Quick-service restaurant brands with a fabled history and heritage often see change as a challenge. While they may know they need to evolve with the tastes and the times, they run the risk of losing their identity and connection with loyal, longtime customers. But since change is the name of the restaurant game, they need to evolve to stay relevant and stay in business. According to experts, the recipe for successful change is finding a balance between the tried-and-true and something new. To help quick-service brands change for the better, QSRMagazine.com explained how three restaurant legends transitioned their images yet stayed true to their identities.
1. Domino’s Delivered Better Quality
As Domino’s celebrated its 50th anniversary in 2010, the pizza delivery brand felt it was time to update its outdated image to bring in today’s quality-craving consumers. Since the brand lacks a real restaurant experience, the only real element they could change was the quality of their product.
This led to a campaign called From The Crust Up, which basically bettered every element of their pizzas and led to a major menu makeover. The brand promoted these changes with honest restaurant marketing tactics, such as ads that compared their prior pizza crust to cardboard. While the restaurant’s marketing campaign was somewhat shocking, it showed consumers that Domino’s cared enough about improving both their product and the eating experience to put their good name on the line. The strategy worked wonders and brought Domino’s a real taste of success.
2. A&W Mixed In the Old to Appeal to the Young
A&W focused on their market instead of their menu. To promote their long-standing tradition of quality food and a nostalgic diner experience to Millennials, the restaurant chain looked back to yesteryear and discovered inspiration in Rooty, the A&W mascot from long ago. The company knew that the playful character would appeal to its younger target and evoke a sense of hip nostalgia.
So now Rooty is the focus of their social media marketing strategy, serving as the “spokesbear” for the brand’s Twitter feed and the center of his own alphabet-burping app.
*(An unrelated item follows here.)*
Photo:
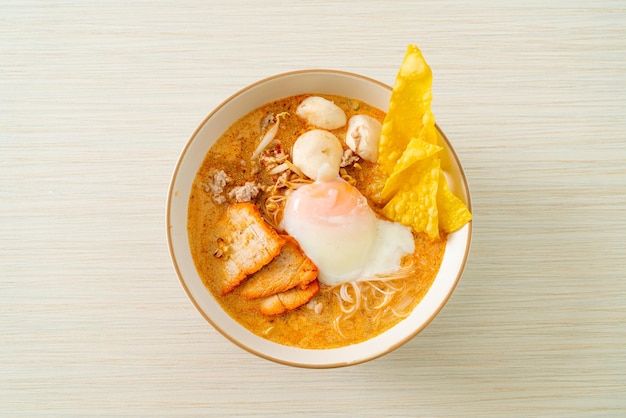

Now this cheerful character is bringing more Millennials into A&W for its good food and old-fashioned diner experience.
3. Popeyes Flavored Its Branding with Its Distinction
Realizing that fried-chicken restaurant chains all looked the same to consumers, Popeyes knew they had to leverage their difference to stand out from competitors. The brand had deep roots in Louisiana’s Cajun cooking and culture, which was clearly seen and tasted in their signature spicy fried chicken.
Their first move was to make their name reflect their heritage and future image, so it was changed from Popeyes Chicken & Biscuits to Popeyes Louisiana Kitchen. Next, they expanded their Louisiana legacy to their interior decor and all of the menu items. This included spotlighting their Zatarain’s-flavored Bonafide Chicken and adding Big Easy staples as sides. All of these changes have resulted in significant sales growth for the fried-chicken chain over the last five years.